What are the other manufacturing goods used for? Food? War. Gifts? War. Guns? War. So there is a direct correlation between the amount of war, the importance of the battles at hand and consumption. The answer is not to just have war all the time but to have significant wars regularly. Here the US suffers because it is both perceived as a selfish military power and a lazy one. We appear not to make an effort to have a war strategy in a war strategy mechanics system, and we also have inadequate levels of alliance involvement and support. Battle fatigue is a real thing and so the importance of international cooperation and strategy here is magnified. Without war, we cripple consumption because the consumers have no incentive to purchase. Who are those consumers?
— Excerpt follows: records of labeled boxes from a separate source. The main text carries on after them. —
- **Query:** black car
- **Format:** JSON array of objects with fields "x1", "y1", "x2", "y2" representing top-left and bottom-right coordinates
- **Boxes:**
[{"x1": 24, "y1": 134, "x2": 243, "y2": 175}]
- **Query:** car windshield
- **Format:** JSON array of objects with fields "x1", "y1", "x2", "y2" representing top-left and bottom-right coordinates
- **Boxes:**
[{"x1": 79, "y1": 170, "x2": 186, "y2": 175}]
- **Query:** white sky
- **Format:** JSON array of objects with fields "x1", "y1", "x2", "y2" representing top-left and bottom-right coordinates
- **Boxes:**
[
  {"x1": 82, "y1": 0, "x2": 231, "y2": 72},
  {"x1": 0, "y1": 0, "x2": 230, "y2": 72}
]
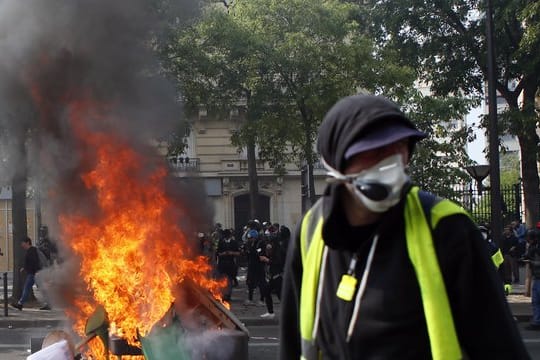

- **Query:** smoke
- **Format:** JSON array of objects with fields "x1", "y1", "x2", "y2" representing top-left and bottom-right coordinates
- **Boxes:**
[
  {"x1": 0, "y1": 0, "x2": 211, "y2": 228},
  {"x1": 0, "y1": 0, "x2": 219, "y2": 332}
]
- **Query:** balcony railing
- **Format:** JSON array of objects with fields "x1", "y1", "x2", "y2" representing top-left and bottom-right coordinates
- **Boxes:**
[{"x1": 168, "y1": 156, "x2": 200, "y2": 172}]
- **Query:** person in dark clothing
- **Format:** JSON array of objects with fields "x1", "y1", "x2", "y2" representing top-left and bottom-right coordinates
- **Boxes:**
[
  {"x1": 279, "y1": 95, "x2": 530, "y2": 360},
  {"x1": 259, "y1": 236, "x2": 284, "y2": 318},
  {"x1": 244, "y1": 229, "x2": 267, "y2": 305},
  {"x1": 523, "y1": 229, "x2": 540, "y2": 330},
  {"x1": 11, "y1": 237, "x2": 41, "y2": 310},
  {"x1": 217, "y1": 229, "x2": 240, "y2": 301},
  {"x1": 501, "y1": 225, "x2": 519, "y2": 284}
]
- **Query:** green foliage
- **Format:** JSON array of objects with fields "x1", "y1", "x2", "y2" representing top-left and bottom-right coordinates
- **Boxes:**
[
  {"x1": 405, "y1": 90, "x2": 472, "y2": 197},
  {"x1": 363, "y1": 0, "x2": 540, "y2": 223}
]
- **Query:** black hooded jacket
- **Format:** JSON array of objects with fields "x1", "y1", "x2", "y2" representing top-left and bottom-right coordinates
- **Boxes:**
[{"x1": 280, "y1": 95, "x2": 530, "y2": 360}]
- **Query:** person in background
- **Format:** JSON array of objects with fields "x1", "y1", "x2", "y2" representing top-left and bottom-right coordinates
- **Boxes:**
[
  {"x1": 244, "y1": 229, "x2": 266, "y2": 305},
  {"x1": 259, "y1": 231, "x2": 285, "y2": 318},
  {"x1": 279, "y1": 95, "x2": 530, "y2": 360},
  {"x1": 523, "y1": 229, "x2": 540, "y2": 331},
  {"x1": 501, "y1": 225, "x2": 520, "y2": 284},
  {"x1": 217, "y1": 229, "x2": 240, "y2": 301},
  {"x1": 510, "y1": 220, "x2": 527, "y2": 258},
  {"x1": 11, "y1": 237, "x2": 41, "y2": 310}
]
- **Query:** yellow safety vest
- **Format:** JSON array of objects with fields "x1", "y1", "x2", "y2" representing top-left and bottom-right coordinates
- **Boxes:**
[{"x1": 300, "y1": 187, "x2": 467, "y2": 360}]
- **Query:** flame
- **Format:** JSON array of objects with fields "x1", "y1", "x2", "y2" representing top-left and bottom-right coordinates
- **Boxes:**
[{"x1": 32, "y1": 89, "x2": 225, "y2": 358}]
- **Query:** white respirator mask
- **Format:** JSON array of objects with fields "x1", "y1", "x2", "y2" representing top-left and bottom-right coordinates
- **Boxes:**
[{"x1": 322, "y1": 154, "x2": 409, "y2": 213}]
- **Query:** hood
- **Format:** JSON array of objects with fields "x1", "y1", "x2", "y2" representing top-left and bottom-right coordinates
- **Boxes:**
[{"x1": 317, "y1": 95, "x2": 416, "y2": 172}]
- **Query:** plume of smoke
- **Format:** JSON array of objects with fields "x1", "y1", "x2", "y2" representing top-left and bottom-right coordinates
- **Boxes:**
[{"x1": 0, "y1": 0, "x2": 212, "y2": 324}]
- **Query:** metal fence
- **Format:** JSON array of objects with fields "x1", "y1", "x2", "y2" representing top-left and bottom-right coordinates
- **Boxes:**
[{"x1": 442, "y1": 184, "x2": 524, "y2": 224}]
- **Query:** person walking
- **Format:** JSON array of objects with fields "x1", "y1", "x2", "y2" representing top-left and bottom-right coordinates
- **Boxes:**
[
  {"x1": 279, "y1": 95, "x2": 529, "y2": 360},
  {"x1": 244, "y1": 229, "x2": 266, "y2": 305},
  {"x1": 217, "y1": 229, "x2": 240, "y2": 301},
  {"x1": 523, "y1": 229, "x2": 540, "y2": 331},
  {"x1": 11, "y1": 237, "x2": 41, "y2": 310}
]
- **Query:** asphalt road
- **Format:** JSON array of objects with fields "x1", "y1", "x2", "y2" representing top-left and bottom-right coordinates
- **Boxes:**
[
  {"x1": 0, "y1": 323, "x2": 540, "y2": 360},
  {"x1": 0, "y1": 325, "x2": 279, "y2": 360}
]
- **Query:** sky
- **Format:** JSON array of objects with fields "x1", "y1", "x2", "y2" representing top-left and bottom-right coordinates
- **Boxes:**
[{"x1": 466, "y1": 107, "x2": 487, "y2": 165}]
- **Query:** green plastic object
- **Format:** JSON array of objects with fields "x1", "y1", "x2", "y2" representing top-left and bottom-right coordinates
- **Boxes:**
[{"x1": 139, "y1": 320, "x2": 191, "y2": 360}]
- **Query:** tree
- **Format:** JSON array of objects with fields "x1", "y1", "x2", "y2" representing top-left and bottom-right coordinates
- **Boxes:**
[
  {"x1": 370, "y1": 0, "x2": 540, "y2": 226},
  {"x1": 161, "y1": 4, "x2": 266, "y2": 218},
  {"x1": 163, "y1": 0, "x2": 470, "y2": 211}
]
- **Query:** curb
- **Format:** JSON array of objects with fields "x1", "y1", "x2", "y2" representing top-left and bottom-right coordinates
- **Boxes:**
[
  {"x1": 0, "y1": 316, "x2": 64, "y2": 329},
  {"x1": 0, "y1": 315, "x2": 279, "y2": 329}
]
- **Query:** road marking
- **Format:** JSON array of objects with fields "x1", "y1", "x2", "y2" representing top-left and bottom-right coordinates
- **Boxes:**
[
  {"x1": 0, "y1": 344, "x2": 29, "y2": 350},
  {"x1": 248, "y1": 343, "x2": 279, "y2": 347},
  {"x1": 250, "y1": 336, "x2": 279, "y2": 340}
]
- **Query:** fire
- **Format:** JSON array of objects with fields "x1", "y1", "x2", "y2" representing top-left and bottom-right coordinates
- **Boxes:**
[{"x1": 30, "y1": 94, "x2": 224, "y2": 356}]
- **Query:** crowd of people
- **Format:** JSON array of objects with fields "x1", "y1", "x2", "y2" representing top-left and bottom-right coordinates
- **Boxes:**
[
  {"x1": 198, "y1": 220, "x2": 291, "y2": 319},
  {"x1": 481, "y1": 220, "x2": 540, "y2": 331}
]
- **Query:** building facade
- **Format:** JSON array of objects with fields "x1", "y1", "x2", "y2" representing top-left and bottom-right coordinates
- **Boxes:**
[{"x1": 169, "y1": 116, "x2": 325, "y2": 230}]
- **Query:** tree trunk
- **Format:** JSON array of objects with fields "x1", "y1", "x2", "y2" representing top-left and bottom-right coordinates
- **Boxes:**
[
  {"x1": 518, "y1": 87, "x2": 540, "y2": 227},
  {"x1": 11, "y1": 145, "x2": 28, "y2": 300},
  {"x1": 518, "y1": 133, "x2": 539, "y2": 227}
]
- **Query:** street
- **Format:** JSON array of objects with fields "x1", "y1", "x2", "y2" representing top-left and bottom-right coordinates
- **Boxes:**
[
  {"x1": 0, "y1": 322, "x2": 540, "y2": 360},
  {"x1": 0, "y1": 325, "x2": 279, "y2": 360}
]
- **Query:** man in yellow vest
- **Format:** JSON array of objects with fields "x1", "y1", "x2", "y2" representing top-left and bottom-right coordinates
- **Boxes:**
[{"x1": 280, "y1": 95, "x2": 529, "y2": 359}]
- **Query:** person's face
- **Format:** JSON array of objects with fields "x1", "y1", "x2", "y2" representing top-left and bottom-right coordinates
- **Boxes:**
[{"x1": 343, "y1": 139, "x2": 409, "y2": 175}]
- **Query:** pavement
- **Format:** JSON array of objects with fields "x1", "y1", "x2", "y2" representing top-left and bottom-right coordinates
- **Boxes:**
[{"x1": 0, "y1": 275, "x2": 532, "y2": 329}]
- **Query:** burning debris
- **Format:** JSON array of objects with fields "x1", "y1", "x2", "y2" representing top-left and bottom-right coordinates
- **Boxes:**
[{"x1": 0, "y1": 0, "x2": 249, "y2": 359}]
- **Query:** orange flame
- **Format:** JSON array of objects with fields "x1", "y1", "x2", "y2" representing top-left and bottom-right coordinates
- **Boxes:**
[{"x1": 34, "y1": 94, "x2": 224, "y2": 354}]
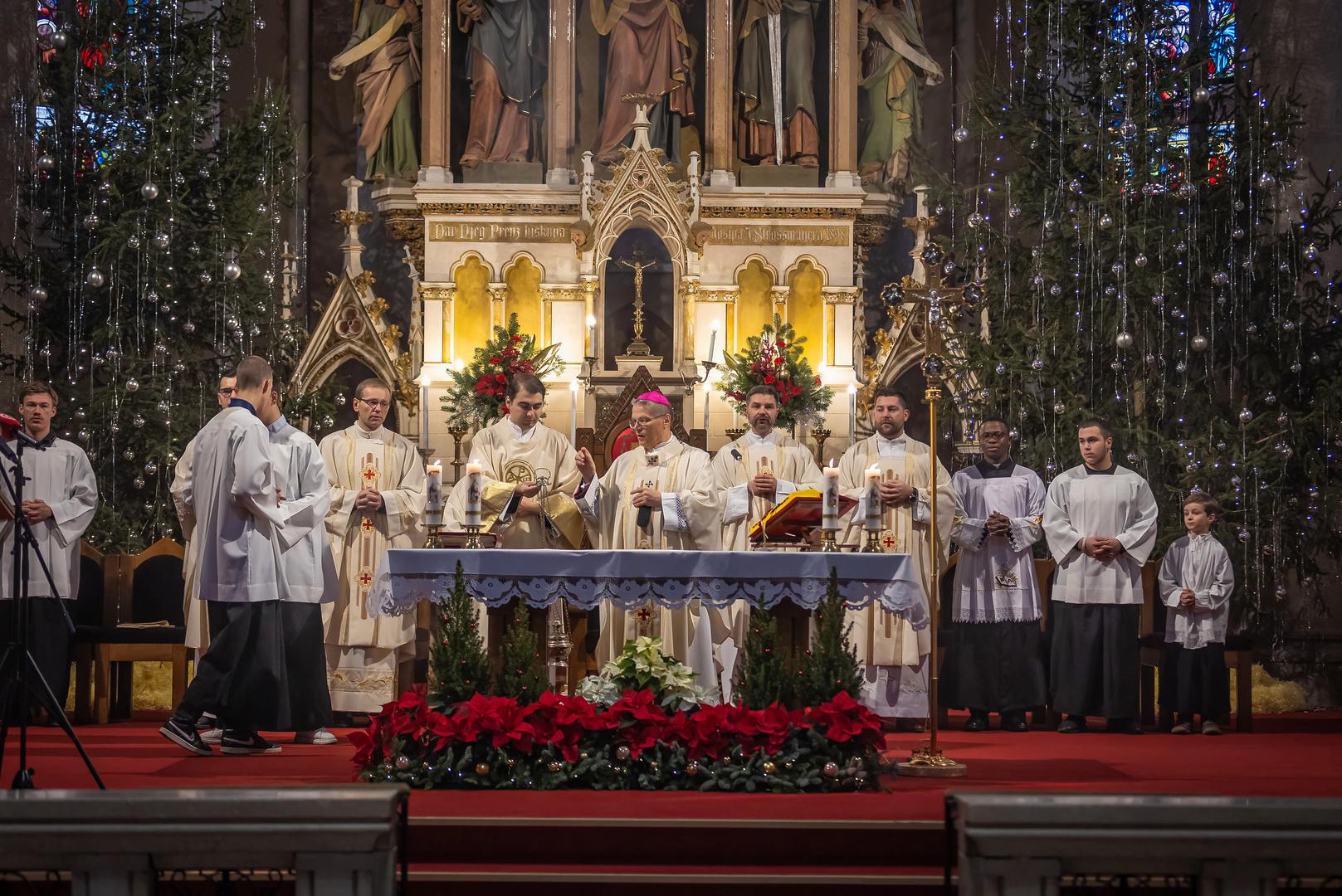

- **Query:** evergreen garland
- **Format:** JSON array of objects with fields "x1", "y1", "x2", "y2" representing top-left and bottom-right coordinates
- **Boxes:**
[{"x1": 429, "y1": 561, "x2": 490, "y2": 707}]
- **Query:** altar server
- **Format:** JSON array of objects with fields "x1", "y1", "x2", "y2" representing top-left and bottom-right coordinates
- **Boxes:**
[
  {"x1": 939, "y1": 417, "x2": 1048, "y2": 731},
  {"x1": 320, "y1": 380, "x2": 426, "y2": 713},
  {"x1": 0, "y1": 382, "x2": 98, "y2": 718},
  {"x1": 159, "y1": 355, "x2": 291, "y2": 755},
  {"x1": 1044, "y1": 420, "x2": 1157, "y2": 733},
  {"x1": 577, "y1": 392, "x2": 722, "y2": 687},
  {"x1": 839, "y1": 387, "x2": 955, "y2": 731}
]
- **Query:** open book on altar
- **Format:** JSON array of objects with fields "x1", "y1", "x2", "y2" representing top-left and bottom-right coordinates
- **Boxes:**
[{"x1": 750, "y1": 489, "x2": 857, "y2": 542}]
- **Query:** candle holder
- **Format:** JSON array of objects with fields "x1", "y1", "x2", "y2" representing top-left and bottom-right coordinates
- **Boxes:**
[{"x1": 463, "y1": 526, "x2": 485, "y2": 548}]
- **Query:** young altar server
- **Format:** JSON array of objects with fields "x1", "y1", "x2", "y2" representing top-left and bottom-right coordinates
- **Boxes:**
[
  {"x1": 1159, "y1": 491, "x2": 1235, "y2": 733},
  {"x1": 839, "y1": 387, "x2": 955, "y2": 731},
  {"x1": 159, "y1": 355, "x2": 291, "y2": 755},
  {"x1": 576, "y1": 392, "x2": 722, "y2": 687},
  {"x1": 0, "y1": 382, "x2": 98, "y2": 705},
  {"x1": 939, "y1": 417, "x2": 1048, "y2": 731},
  {"x1": 1044, "y1": 420, "x2": 1157, "y2": 733}
]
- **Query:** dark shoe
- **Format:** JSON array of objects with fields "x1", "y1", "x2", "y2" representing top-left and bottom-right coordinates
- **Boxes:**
[
  {"x1": 1057, "y1": 715, "x2": 1086, "y2": 733},
  {"x1": 1105, "y1": 719, "x2": 1146, "y2": 733},
  {"x1": 159, "y1": 716, "x2": 215, "y2": 757},
  {"x1": 219, "y1": 731, "x2": 279, "y2": 757}
]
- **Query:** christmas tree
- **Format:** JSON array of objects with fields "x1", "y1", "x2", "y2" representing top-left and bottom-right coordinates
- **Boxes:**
[
  {"x1": 923, "y1": 0, "x2": 1342, "y2": 651},
  {"x1": 429, "y1": 561, "x2": 490, "y2": 707},
  {"x1": 0, "y1": 0, "x2": 316, "y2": 551}
]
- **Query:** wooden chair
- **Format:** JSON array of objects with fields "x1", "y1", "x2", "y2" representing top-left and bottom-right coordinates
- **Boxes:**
[
  {"x1": 1139, "y1": 562, "x2": 1255, "y2": 733},
  {"x1": 93, "y1": 538, "x2": 187, "y2": 724}
]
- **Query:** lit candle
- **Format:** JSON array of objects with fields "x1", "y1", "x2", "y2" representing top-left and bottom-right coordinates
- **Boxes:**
[
  {"x1": 822, "y1": 457, "x2": 839, "y2": 533},
  {"x1": 867, "y1": 464, "x2": 881, "y2": 531},
  {"x1": 569, "y1": 380, "x2": 578, "y2": 446},
  {"x1": 848, "y1": 382, "x2": 857, "y2": 446},
  {"x1": 424, "y1": 457, "x2": 443, "y2": 526},
  {"x1": 466, "y1": 460, "x2": 485, "y2": 526}
]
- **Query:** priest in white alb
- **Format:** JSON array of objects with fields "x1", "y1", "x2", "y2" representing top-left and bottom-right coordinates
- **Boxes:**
[
  {"x1": 713, "y1": 385, "x2": 822, "y2": 699},
  {"x1": 0, "y1": 382, "x2": 98, "y2": 705},
  {"x1": 839, "y1": 387, "x2": 955, "y2": 731},
  {"x1": 320, "y1": 380, "x2": 426, "y2": 713},
  {"x1": 576, "y1": 392, "x2": 722, "y2": 679},
  {"x1": 938, "y1": 416, "x2": 1048, "y2": 731},
  {"x1": 1044, "y1": 420, "x2": 1159, "y2": 733}
]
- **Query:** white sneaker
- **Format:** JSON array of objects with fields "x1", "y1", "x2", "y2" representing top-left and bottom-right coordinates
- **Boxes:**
[{"x1": 294, "y1": 728, "x2": 339, "y2": 747}]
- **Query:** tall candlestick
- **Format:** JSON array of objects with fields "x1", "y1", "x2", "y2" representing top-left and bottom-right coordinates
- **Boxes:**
[
  {"x1": 822, "y1": 457, "x2": 839, "y2": 533},
  {"x1": 466, "y1": 460, "x2": 485, "y2": 527},
  {"x1": 848, "y1": 383, "x2": 857, "y2": 446},
  {"x1": 866, "y1": 464, "x2": 881, "y2": 531}
]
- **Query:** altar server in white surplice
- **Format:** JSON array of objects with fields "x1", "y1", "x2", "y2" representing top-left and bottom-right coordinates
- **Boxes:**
[
  {"x1": 1044, "y1": 420, "x2": 1158, "y2": 733},
  {"x1": 168, "y1": 373, "x2": 237, "y2": 659},
  {"x1": 713, "y1": 385, "x2": 822, "y2": 700},
  {"x1": 261, "y1": 389, "x2": 339, "y2": 744},
  {"x1": 159, "y1": 357, "x2": 291, "y2": 755},
  {"x1": 0, "y1": 382, "x2": 98, "y2": 718},
  {"x1": 839, "y1": 387, "x2": 955, "y2": 731},
  {"x1": 938, "y1": 417, "x2": 1048, "y2": 731},
  {"x1": 577, "y1": 392, "x2": 722, "y2": 688},
  {"x1": 320, "y1": 380, "x2": 426, "y2": 713}
]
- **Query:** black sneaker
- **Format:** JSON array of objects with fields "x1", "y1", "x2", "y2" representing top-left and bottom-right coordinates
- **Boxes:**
[
  {"x1": 159, "y1": 716, "x2": 215, "y2": 757},
  {"x1": 219, "y1": 730, "x2": 279, "y2": 757}
]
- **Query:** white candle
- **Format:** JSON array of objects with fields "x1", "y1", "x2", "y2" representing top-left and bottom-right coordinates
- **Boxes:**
[
  {"x1": 848, "y1": 383, "x2": 857, "y2": 446},
  {"x1": 866, "y1": 464, "x2": 881, "y2": 531},
  {"x1": 424, "y1": 457, "x2": 443, "y2": 526},
  {"x1": 569, "y1": 380, "x2": 578, "y2": 446},
  {"x1": 822, "y1": 457, "x2": 839, "y2": 533},
  {"x1": 466, "y1": 460, "x2": 483, "y2": 526}
]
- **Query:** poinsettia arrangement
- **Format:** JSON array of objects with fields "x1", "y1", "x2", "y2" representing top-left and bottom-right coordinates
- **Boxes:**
[
  {"x1": 722, "y1": 314, "x2": 833, "y2": 429},
  {"x1": 443, "y1": 314, "x2": 559, "y2": 428},
  {"x1": 350, "y1": 687, "x2": 886, "y2": 793}
]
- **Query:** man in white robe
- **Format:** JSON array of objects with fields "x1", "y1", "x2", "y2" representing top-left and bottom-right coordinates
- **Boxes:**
[
  {"x1": 1044, "y1": 420, "x2": 1158, "y2": 733},
  {"x1": 938, "y1": 417, "x2": 1048, "y2": 731},
  {"x1": 168, "y1": 373, "x2": 237, "y2": 660},
  {"x1": 576, "y1": 392, "x2": 725, "y2": 688},
  {"x1": 0, "y1": 382, "x2": 98, "y2": 705},
  {"x1": 320, "y1": 380, "x2": 426, "y2": 713},
  {"x1": 159, "y1": 355, "x2": 291, "y2": 755},
  {"x1": 713, "y1": 385, "x2": 822, "y2": 702},
  {"x1": 839, "y1": 387, "x2": 955, "y2": 731}
]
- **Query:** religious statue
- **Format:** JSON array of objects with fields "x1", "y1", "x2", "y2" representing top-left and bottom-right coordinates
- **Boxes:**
[
  {"x1": 737, "y1": 0, "x2": 822, "y2": 168},
  {"x1": 330, "y1": 0, "x2": 420, "y2": 181},
  {"x1": 857, "y1": 0, "x2": 942, "y2": 187},
  {"x1": 592, "y1": 0, "x2": 694, "y2": 165},
  {"x1": 456, "y1": 0, "x2": 549, "y2": 168}
]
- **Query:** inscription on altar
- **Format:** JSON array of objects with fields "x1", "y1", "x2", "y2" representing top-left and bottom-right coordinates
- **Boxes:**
[
  {"x1": 713, "y1": 224, "x2": 851, "y2": 246},
  {"x1": 428, "y1": 222, "x2": 569, "y2": 243}
]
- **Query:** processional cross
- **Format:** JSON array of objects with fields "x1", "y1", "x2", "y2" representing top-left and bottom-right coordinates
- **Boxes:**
[{"x1": 881, "y1": 217, "x2": 983, "y2": 778}]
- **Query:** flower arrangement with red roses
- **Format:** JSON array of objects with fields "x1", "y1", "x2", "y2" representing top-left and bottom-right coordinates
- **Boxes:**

Governments are the single largest contributor to an economy. By their choices, whether to buy on domestic or foreign markets, whether to buy from domestic or foreign producers, Governments are the single biggest player in the economy and can regulate the health and wealth of its business class. Last month when we lost our colonies, the Government of the time had also simultaneously decided to hire away as many NPCs as it could. This had a cascading effect… it deprived many companies (foreign and domestic it must be noted) of cheap labour, it also deprived producers of their single biggest customer. Once Governments produce for themselves they must then sell to recoup to expenditure or distribute to the population. Distribution is a good program but it disproportionally benefits those within the inner circle of a given administration or those that have the time and place to camp out on communication channels like IRC. The market is the only fair, equal opportunity distributor and when Governments intervene in such a manner it completes disrupts and breaks down the system. When the NPCs were recently released there was a small boost in wages across the board and some of the market glut was consumed.
Domestic and foreign players are the same. They want to get the maximum bang for their buck. The difference between the two lies in effort. If intuitively local markets offer products that are fairly priced, the player will buy them. He won’t go to the effort of calculating conversion rates and unit prices unless things appear completely unbalanced. The foreign buyer is just min/maxing his cost per units. The older the citizen, the more likely he is to seek this saving mechanism. To be successful a market has to have a good base of domestic buyers, their anchor so to speak, and competitive prices internationally to attract those converters. Because a given population that is active (100% work rate) will mechanically overproduce, it is imperative that a market promote and cater to that foreign element. Enter import taxes. Make it too low and you have a flood of cheap products that can undercut local supplies so substantially as to render that market obsolete. Make it too high and the savvy shopper will simply take their business elsewhere. Unfortunately, the biggest victim of a shrinking player base is the shrinking of viable markets. The US market is virtually alone when it comes to open, competitive products and prices.
Velocity of money.
Wealth is generated by the velocity of money. Translated that is the cycle that sees money invested in production, products put on sale, buyers acquiring those products. The faster that cycle goes, the higher the economic ceiling rises, the more wealth there is to distribute around.
If a company produces 100 units of something a day and sells everything that same day, it means that it has 100 units worth of wealth (including any profit) to spend the following day change to increase production or wages or dividends. If it doesn’t sell all its production it then start building stock. Unsold stock is money that is locked in and not available to be distributed or re-invested. Stock in itself is not bad as it can be used to exploit a market inefficiency but again remember… a dwindling player base means that market inefficiencies are few and far between (in active markets!).
When a country loses a high region and that market closes, it slows down the velocity of money. When a domestic market is vulnerable to foreign dumping, it slows down the velocity of money. When Governments monopolizes too many NPCs and reduces their purchasing, it bring the velocity of money to a screeching halt. When there is no war to incentivize players to spend… you get the picture. Even new players would have a limited impact in this linear economy because as a population matures and their base economic skill rises, the number of new players needed to absorb that production and stimulate the markets rises also.